Incorporating Structured Sentences with Time-enhanced BERT for Fully-inductive Temporal Relation Prediction
Chen, Zhongwu, Xu, Chengjin, Su, Fenglong, Huang, Zhen, Dou, Yong
Temporal relation prediction in incomplete temporal knowledge graphs (TKGs) is a popular temporal knowledge graph completion (TKGC) problem in both transductive and inductive settings. Traditional embedding-based TKGC models (TKGE) rely on structured connections and can only handle a fixed set of entities, i.e., the transductive setting. In the inductive setting where test TKGs contain emerging entities, the latest methods are based on symbolic rules or pre-trained language models (PLMs). However, they suffer from being inflexible and not time-specific, respectively. In this work, we extend the fully-inductive setting, where entities in the training and test sets are totally disjoint, into TKGs and take a further step towards a more flexible and time-sensitive temporal relation prediction approach SST-BERT, incorporating Structured Sentences with Time-enhanced BERT. Our model can obtain the entity history and implicitly learn rules in the semantic space by encoding structured sentences, solving the problem of inflexibility.

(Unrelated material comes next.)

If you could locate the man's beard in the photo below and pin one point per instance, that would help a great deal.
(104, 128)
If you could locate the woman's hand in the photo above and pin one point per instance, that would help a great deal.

We propose to use a time masking MLM task to pre-train BERT in a corpus rich in temporal tokens specially generated for TKGs, enhancing the time sensitivity of SST-BERT. To compute the probability of occurrence of a target quadruple, we aggregate all its structured sentences from both temporal and semantic perspectives into a score. Experiments on the transductive datasets and newly generated fully-inductive benchmarks show that SST-BERT successfully improves over state-of-the-art baselines.